La rousse commençait à en avoir assez de ce jeu du chat et de la souris. Elle préférait en général y aller à l'instinct plutôt qu'aux indices, car son intuition était souvent juste. Et dans ce cas-ci… elle lui soufflait que le meurtrier était Gabriel.

Les raisons étaient très simples. Tout d’abord, parce c'était le seul de la classe qu'elle imaginait capable de tuer quelqu'un de sang froid, et qui était assez sadique pour organiser une petite chasse au trésor autour. Et ensuite, parce que c'était le seul à sa connaissance qui avait une raison de le faire.

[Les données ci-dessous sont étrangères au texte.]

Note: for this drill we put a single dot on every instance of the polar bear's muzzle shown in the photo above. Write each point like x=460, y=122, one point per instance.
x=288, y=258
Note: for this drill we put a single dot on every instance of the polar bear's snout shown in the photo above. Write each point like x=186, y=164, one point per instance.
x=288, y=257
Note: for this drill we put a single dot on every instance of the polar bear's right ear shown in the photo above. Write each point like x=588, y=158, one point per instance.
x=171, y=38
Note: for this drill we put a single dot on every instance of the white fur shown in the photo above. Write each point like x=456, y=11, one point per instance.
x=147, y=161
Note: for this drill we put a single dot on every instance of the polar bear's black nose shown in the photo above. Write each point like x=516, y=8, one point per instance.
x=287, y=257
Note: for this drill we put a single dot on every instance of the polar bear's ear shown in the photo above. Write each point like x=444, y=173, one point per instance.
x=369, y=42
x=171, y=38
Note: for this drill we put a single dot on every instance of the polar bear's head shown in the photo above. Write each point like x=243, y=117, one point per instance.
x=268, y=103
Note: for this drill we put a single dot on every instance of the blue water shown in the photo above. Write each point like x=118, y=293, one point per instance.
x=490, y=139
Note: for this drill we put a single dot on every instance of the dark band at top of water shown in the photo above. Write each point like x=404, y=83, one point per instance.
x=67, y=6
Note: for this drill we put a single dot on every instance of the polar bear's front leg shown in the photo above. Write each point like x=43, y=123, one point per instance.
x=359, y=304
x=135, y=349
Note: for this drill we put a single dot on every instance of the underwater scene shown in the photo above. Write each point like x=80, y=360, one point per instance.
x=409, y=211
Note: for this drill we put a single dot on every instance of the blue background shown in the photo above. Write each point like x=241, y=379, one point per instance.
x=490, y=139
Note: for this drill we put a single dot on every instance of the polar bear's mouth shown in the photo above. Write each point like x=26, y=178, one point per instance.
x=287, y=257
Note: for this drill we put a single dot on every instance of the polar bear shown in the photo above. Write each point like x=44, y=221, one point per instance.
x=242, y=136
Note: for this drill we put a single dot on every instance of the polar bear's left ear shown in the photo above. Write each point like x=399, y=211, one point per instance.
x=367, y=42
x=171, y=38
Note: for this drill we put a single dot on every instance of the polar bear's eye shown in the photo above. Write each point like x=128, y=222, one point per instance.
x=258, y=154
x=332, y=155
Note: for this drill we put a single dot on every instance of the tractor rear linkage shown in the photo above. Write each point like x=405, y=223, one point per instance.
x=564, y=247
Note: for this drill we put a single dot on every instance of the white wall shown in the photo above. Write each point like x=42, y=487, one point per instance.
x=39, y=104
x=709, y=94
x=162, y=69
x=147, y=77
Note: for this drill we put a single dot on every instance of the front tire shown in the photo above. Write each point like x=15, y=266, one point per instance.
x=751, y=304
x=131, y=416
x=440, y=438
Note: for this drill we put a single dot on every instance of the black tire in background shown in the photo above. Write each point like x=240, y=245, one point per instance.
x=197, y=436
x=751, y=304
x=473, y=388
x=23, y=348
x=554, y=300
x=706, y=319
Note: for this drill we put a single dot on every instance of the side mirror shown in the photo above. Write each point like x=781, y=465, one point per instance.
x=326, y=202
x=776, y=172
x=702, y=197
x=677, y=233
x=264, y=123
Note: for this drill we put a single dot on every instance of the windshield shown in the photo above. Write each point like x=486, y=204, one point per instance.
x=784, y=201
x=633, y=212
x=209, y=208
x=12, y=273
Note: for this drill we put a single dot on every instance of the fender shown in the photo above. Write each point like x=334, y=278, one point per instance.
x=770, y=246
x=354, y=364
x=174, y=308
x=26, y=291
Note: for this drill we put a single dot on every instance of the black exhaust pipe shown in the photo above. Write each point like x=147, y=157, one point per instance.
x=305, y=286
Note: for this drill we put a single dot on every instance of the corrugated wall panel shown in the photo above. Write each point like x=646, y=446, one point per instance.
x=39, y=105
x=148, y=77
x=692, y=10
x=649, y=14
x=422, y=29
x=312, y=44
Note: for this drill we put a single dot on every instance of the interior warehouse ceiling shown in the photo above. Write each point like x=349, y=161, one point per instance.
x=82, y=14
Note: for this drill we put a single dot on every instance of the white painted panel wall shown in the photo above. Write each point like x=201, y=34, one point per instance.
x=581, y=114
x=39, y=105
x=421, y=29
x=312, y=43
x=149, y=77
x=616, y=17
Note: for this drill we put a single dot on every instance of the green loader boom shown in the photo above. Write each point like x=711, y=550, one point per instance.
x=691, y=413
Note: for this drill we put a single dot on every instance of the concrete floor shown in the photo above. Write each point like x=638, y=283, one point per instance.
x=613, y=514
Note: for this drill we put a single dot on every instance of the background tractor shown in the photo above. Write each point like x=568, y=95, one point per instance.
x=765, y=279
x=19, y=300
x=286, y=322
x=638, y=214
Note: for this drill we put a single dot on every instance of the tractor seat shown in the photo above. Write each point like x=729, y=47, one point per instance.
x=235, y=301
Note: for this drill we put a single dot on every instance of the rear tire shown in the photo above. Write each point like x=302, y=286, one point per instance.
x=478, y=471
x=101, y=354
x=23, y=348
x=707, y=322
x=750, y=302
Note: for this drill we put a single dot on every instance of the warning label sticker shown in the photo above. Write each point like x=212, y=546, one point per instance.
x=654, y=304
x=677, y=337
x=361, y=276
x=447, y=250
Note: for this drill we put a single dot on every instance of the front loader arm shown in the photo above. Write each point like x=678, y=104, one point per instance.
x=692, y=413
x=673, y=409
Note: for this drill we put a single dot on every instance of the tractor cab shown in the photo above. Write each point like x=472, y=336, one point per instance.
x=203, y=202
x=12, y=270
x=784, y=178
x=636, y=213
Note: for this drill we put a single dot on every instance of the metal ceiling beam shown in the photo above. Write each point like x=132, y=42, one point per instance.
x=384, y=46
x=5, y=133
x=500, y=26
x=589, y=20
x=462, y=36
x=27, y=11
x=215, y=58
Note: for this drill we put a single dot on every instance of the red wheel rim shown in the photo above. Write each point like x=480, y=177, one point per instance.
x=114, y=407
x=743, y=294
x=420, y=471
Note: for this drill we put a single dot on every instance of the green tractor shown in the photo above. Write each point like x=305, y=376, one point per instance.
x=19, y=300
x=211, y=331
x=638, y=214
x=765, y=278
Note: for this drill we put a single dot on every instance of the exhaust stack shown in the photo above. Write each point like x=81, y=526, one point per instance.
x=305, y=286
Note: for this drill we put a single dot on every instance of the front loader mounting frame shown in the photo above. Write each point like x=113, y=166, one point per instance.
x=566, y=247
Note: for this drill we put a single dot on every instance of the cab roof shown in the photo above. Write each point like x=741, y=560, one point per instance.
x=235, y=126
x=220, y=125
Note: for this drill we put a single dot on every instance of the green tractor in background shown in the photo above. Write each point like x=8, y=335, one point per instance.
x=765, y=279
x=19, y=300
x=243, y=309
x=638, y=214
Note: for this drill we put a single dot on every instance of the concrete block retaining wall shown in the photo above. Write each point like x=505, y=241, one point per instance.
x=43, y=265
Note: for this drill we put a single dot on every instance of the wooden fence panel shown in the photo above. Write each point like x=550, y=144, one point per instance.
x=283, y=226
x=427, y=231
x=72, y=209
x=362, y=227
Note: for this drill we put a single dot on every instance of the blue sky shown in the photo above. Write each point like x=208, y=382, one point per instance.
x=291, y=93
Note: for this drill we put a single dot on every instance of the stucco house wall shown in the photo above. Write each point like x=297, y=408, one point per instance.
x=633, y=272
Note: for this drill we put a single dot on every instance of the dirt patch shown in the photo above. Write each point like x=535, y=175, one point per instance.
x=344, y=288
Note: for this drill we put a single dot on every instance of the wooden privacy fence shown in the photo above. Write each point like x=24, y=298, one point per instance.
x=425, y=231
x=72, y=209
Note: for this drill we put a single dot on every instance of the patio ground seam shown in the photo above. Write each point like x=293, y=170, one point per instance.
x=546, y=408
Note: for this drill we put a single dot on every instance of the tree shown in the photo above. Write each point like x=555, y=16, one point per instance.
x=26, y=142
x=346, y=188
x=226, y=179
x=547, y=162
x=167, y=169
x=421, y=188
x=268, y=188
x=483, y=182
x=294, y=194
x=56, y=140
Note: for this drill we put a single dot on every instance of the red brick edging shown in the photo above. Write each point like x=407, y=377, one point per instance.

Léna ne se considérait pas comme une fille méchante, mais elle devait bien avouer qu'elle avait pu l'être, quand elle était plus jeune. Au collège, notamment. Tout le monde vivait l'adolescence différemment… Pour elle, ç’avait été de découvrir avec joie la puberté. Les autres filles jalousaient sa poitrine, ses formes, et son aisance avec son corps. Les garçons aussi la regardait, car en plus d’être gâtée par la nature, Léna avait un visage charmant. Et son comportement avait suivi, car tout ça lui avait plu. Pendant une période, elle était devenue une vraie garce. Mais à présent qu’elle détestait celle qu'elle avait été et aurait aimé pouvoir tout effacer, les conséquences étaient là, sous ses yeux.

Dès que Gabriel était arrivé dans sa classe, au cours de son année de sixième, les moqueries avaient commencé à fuser. Ce garçon faisait une tête de moins que tous les autres qui n'étaient déjà pas bien grands, et arborait une timidité maladive sous ses cheveux noir corbeau et sa peau d'une pâleur presque moribonde. Léna se souvenait l'avoir trouvé un peu mignon, au début, mais elle s'était peu à peu laissée emporter. Après tout, c'était amusant, et puis, tout le monde le faisait alors une de plus ou une de moins…

Ce n'était que maintenant que la jeune fille réalisait vraiment ce qu'elle avait fait. À rire avec les autres en observant Gabriel se faire harceler sans jamais le défendre, même si elle n'avait pas activement participé, elle s'était quand même rendue coupable de ce qu'il avait subi.

C'était en quatrième que la réputation du garçon avait commencé à passer de celle de simple victime à celle de psychopathe. Au début c'était léger, seulement parce qu'un élève l'avait vu arracher les pattes d'une araignée quand il était seul derrière le bâtiment pendant la récréation. Ça avait vite pris une certaine proportion quand certains garçons avaient été dire à tout va qu'il avait menacés de les égorger. Tout le monde en avait bien ri, comme s'il en aurait été capable avec son corps si frêle…

Gabriel ne semblait pas réagir plus que d'habitude à la provocation. À force, il avait appris à retenir ses larmes et à ignorer ses camarades, ou du moins c’était ainsi que Léna voyait les choses. Quand des élèves l'embêtaient, il se contentait de les regarder d'un air impassible, comme s'il ne les voyait pas vraiment. Il avait commencé à ne plus porter que du noir, à garder les yeux baissés, à longer les murs, comme si ça allait le faire oublier. Effectivement, il avait fini par devenir presque transparent. Il paraissait en fait si insensible, si peu humain, que les autres avaient encore moins de scrupule à lui faire des choses qui auraient poussé au désespoir n'importe lequel d'entre eux.